タイヤ整備作業の現場で求められる“省力化・軽労化”。東洋精器工業では、そのテーマに取り組むべく、10年間を見据えた製品のラインアップ構想に着手した。
現場で“省力化・軽労化”が特に強く求められているのがタイヤの脱着作業時だろう。そこで同社では、タイヤチェンジャーのラインアップ充実を図った。その第1弾が既に本欄でレポートした、乗用車用タイヤチェンジャー「PIT ATHLETE-Ⅱ」(ピット アスリート・ツー)のマイナーチェンジ仕様だ。「PIT」シリーズのスタンダードモデル、別の言い方をすればエントリーモデルという位置付けである。
ところで、タイヤチェンジャーのユーザーについて三角形で階層をイメージすると、このエントリーモデルは底の部分にあたる。面積がもっとも広い。つまりユーザー数が一番多い。その上にミドルクラスがあり、さらにその上にハイエンドモデルがある。
製品ラインアップ構想に基づき同社は今年、第2弾としてセンターロック式レバーレス専用機のエントリーモデル、第3弾にミドルクラス、第4弾にはハイエンドモデルにそれぞれ新製品を投入する計画で順次その準備を進めている。タイヤチェンジャー「PIT」シリーズの拡大により、タイヤ脱着作業に携わる、あらゆる業態のニーズにきめ細かく対応を図る考えだ。
エントリークラスの乗用車用センターロック式レバーレスタイヤチェンジャー新製品が「PIT M897」。この春、本格販売を開始する予定。販売企画部主任の森本祐二さんが新製品の解説と実演デモを担当してくれた。
森本さんは「新製品は、従来モデルの改良版という考え方ではなく、新機種として一から企画しました」とし、「完全なレバーレス作業を実現する、エントリークラスのタイヤチェンジャーです」、このように紹介する。
製品のカラーリングは、「PIT ATHLETE-Ⅱ」と同様に、漆黒のマットブラックを採用。
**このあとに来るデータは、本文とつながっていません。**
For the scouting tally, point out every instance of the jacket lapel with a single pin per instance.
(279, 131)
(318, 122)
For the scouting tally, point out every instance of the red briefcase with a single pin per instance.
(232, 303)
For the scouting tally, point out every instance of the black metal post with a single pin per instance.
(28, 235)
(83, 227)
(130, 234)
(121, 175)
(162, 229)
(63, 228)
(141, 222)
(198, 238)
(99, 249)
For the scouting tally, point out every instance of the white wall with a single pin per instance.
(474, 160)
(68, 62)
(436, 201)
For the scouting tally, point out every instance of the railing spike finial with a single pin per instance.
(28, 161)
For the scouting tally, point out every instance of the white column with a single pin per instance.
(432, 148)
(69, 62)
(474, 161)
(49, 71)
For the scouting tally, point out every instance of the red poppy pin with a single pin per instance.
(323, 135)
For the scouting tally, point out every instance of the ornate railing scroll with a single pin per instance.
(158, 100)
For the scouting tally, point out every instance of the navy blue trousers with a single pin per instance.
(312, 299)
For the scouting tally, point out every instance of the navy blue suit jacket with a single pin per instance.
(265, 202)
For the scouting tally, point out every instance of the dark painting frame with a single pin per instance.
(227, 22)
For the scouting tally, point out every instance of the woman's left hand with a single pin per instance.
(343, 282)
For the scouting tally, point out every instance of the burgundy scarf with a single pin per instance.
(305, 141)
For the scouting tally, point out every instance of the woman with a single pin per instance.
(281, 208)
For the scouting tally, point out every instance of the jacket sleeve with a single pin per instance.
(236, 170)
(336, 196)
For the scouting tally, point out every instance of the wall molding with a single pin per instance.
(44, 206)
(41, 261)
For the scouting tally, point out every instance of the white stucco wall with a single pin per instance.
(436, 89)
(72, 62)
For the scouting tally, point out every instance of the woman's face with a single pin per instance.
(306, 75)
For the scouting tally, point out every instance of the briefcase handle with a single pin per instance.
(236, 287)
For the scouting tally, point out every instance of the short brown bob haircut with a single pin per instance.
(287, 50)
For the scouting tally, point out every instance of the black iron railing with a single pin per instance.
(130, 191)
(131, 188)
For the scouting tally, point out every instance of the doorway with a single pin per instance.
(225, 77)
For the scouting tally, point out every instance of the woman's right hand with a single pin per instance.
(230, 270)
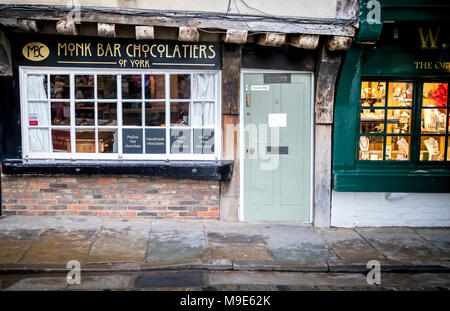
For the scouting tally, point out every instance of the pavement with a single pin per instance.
(45, 244)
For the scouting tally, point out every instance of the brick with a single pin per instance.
(77, 207)
(107, 180)
(146, 213)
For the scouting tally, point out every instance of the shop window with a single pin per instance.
(102, 115)
(388, 131)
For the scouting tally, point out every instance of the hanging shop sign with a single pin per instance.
(65, 51)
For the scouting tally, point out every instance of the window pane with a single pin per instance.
(85, 140)
(37, 87)
(107, 141)
(60, 113)
(204, 141)
(371, 148)
(155, 114)
(107, 114)
(203, 87)
(373, 94)
(397, 148)
(432, 148)
(435, 95)
(399, 121)
(84, 114)
(179, 113)
(84, 87)
(180, 141)
(131, 86)
(61, 140)
(155, 87)
(400, 94)
(38, 114)
(106, 87)
(60, 86)
(132, 113)
(39, 140)
(132, 140)
(180, 86)
(202, 114)
(155, 141)
(433, 120)
(372, 120)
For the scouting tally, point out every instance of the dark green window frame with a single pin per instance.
(415, 126)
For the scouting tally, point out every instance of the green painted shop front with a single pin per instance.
(277, 150)
(398, 68)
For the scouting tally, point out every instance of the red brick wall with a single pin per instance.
(121, 196)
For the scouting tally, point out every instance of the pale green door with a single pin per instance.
(277, 148)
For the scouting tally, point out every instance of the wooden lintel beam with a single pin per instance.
(235, 36)
(188, 34)
(28, 25)
(309, 42)
(145, 32)
(338, 43)
(271, 39)
(106, 30)
(66, 27)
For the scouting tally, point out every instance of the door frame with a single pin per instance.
(242, 142)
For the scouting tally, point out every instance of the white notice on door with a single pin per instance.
(277, 120)
(260, 88)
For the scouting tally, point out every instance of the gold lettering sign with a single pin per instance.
(35, 51)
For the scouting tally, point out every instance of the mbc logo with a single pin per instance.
(35, 51)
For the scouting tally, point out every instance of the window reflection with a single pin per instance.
(155, 87)
(60, 113)
(131, 86)
(180, 86)
(84, 114)
(155, 114)
(84, 87)
(106, 87)
(179, 113)
(60, 86)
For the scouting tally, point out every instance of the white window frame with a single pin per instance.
(73, 155)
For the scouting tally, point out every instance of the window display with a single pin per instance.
(386, 122)
(121, 115)
(380, 116)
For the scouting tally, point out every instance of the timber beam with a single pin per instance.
(188, 34)
(145, 32)
(27, 25)
(235, 36)
(106, 30)
(271, 39)
(65, 27)
(338, 43)
(309, 42)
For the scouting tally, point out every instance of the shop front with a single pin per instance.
(133, 114)
(391, 162)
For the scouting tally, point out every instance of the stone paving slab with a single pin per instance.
(56, 246)
(14, 243)
(440, 237)
(88, 282)
(401, 244)
(240, 251)
(175, 241)
(119, 245)
(349, 246)
(233, 233)
(292, 243)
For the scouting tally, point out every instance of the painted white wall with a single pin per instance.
(291, 8)
(374, 209)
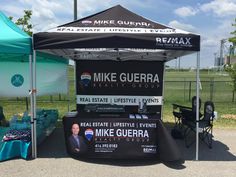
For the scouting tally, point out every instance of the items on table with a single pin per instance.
(24, 135)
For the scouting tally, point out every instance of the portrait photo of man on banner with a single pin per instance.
(76, 142)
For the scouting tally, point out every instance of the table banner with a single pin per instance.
(116, 138)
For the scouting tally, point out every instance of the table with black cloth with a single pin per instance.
(120, 136)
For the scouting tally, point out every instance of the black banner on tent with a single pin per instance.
(106, 138)
(122, 83)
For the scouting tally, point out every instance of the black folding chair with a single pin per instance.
(205, 126)
(185, 113)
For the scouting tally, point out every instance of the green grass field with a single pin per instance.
(178, 88)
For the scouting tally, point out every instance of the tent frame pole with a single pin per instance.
(163, 90)
(197, 106)
(31, 105)
(34, 95)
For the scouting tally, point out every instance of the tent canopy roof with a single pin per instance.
(12, 38)
(117, 34)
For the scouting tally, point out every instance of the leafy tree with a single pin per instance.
(231, 69)
(24, 22)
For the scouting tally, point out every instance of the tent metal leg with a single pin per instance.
(34, 95)
(197, 107)
(163, 91)
(31, 105)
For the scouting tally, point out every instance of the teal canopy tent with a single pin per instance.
(12, 38)
(18, 69)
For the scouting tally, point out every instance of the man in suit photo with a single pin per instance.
(76, 142)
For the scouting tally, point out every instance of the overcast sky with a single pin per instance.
(211, 19)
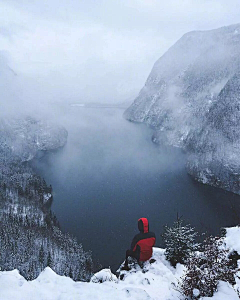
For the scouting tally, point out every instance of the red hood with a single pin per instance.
(143, 225)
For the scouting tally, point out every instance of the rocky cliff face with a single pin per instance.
(27, 136)
(191, 98)
(215, 149)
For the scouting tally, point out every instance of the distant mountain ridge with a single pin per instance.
(191, 98)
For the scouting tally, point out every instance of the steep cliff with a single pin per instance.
(191, 98)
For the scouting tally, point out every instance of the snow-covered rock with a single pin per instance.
(103, 275)
(27, 136)
(153, 281)
(191, 98)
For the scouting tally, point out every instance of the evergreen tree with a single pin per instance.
(205, 270)
(41, 255)
(179, 242)
(49, 260)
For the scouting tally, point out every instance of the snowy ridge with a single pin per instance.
(27, 136)
(154, 281)
(191, 98)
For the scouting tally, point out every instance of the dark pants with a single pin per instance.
(130, 253)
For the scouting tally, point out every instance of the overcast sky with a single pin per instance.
(98, 50)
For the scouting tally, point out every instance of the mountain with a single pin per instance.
(30, 235)
(26, 136)
(157, 281)
(191, 99)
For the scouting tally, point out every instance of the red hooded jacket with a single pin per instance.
(143, 242)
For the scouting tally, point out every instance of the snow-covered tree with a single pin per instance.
(206, 269)
(179, 242)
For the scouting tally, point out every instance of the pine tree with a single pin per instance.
(179, 242)
(205, 270)
(41, 255)
(49, 260)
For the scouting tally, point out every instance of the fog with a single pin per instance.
(55, 53)
(92, 51)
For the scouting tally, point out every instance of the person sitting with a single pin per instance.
(142, 243)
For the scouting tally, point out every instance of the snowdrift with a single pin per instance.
(153, 281)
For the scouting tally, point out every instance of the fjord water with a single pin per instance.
(110, 174)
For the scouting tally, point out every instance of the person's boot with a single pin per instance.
(125, 267)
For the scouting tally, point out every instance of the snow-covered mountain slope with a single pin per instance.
(215, 149)
(191, 98)
(154, 281)
(26, 136)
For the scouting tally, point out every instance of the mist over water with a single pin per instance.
(110, 174)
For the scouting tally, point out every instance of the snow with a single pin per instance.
(153, 281)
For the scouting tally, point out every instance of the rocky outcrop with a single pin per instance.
(27, 136)
(191, 98)
(215, 149)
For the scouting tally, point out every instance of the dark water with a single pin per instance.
(110, 174)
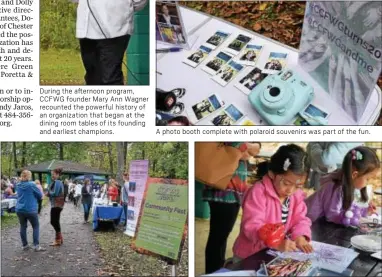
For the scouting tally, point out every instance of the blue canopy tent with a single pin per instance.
(93, 178)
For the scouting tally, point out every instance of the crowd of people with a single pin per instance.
(30, 194)
(339, 173)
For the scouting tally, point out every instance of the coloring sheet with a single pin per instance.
(326, 256)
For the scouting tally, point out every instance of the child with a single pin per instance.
(337, 191)
(277, 198)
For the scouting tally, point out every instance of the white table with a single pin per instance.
(199, 84)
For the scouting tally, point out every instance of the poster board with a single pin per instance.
(341, 48)
(169, 25)
(138, 174)
(162, 224)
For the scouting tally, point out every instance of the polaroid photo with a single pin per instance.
(300, 121)
(246, 122)
(227, 73)
(167, 33)
(217, 39)
(250, 54)
(198, 56)
(275, 63)
(205, 108)
(316, 111)
(216, 63)
(238, 44)
(169, 23)
(228, 117)
(251, 80)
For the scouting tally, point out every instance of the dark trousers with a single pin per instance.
(87, 208)
(102, 60)
(222, 219)
(39, 206)
(55, 214)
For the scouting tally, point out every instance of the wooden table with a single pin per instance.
(322, 231)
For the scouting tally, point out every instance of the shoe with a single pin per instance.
(38, 248)
(57, 241)
(60, 237)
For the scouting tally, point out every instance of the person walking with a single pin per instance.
(104, 30)
(87, 200)
(38, 184)
(28, 196)
(57, 202)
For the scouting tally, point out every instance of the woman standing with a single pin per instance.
(225, 206)
(113, 190)
(86, 199)
(26, 208)
(57, 201)
(38, 184)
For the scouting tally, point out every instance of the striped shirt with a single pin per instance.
(285, 210)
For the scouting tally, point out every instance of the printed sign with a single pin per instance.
(341, 48)
(164, 215)
(139, 171)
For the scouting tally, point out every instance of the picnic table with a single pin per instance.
(198, 84)
(112, 214)
(327, 232)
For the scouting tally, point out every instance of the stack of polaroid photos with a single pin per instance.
(226, 63)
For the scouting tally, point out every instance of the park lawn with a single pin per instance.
(10, 219)
(63, 67)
従来モデルとは一線を画し、高級感を表現する。
レバーレス作業への対応を図るため、「PIT M897」ではセンターロック方式を採用した。ただ森本さんは「これまで従来のヨーロピアンタイプのチェンジャーを使い慣れたお客様にも違和感なくお使いいただけるよう、製品ビジュアルや機能について随所に工夫を凝らしました」と説明する。
その一つがビード落とし作業。ヨーロピアンタイプのチェンジャーと同じく、床面でビード落としを行う。その後、側面装着型タイヤリフトを使用しターンテーブルに置くようにしながらセンターロックの軸にセットする。「このあたりの作業手順、使い勝手はヨーロピアンタイプと変わらないので、戸惑いなく作業していただけると思います」、作業を進めながら森本さんがそう解説する。
垂直軸の昇降はバネ式を採用した。当初はエアーシリンダーで開発したそうだ。だがその場合、作動するまでに微妙なタイムラグが生じる、あるいは位置を修正するのに逆に力が要るなど、使いにくさを感じるところがあったそうだ。「いろいろと試行錯誤した結果、バネ式がもっとも使いやすく、しかも故障しにくいというメリットがある」として、採用に至った。
「PIT M897」には、サポートユニットを本体右側に集中的に配置した。これは「PIT ATHLETE-Ⅱ」と同じ設計思想、すなわちレバーレス作業を円滑に、素早く、確実に行うため。そしてサポートユニットを本体右側に集中させることで左側スペースをコンパクト化し、作業者の動線を極力少なくすることで、作業の一層の省力化・軽労化を実現するためだ。
森本さんは機器本体のペダルとサポートユニットのボタンを操作し、プレスバーなどの位置を確認しながらランフラットタイヤの脱着作業を進めていく。「わたくし自身がタイヤチェンジャーの専属担当ではないので、専属の担当者よりも脱着作業が上手ではありません。ですが、そんなわたくしでも『PIT M897』を使うことで遜色なく、力もほとんど使わず楽に、レバーレスでタイヤの組み込みや取り外し作業ができます」――この言葉に、新製品のバリュー(価値)が表されている。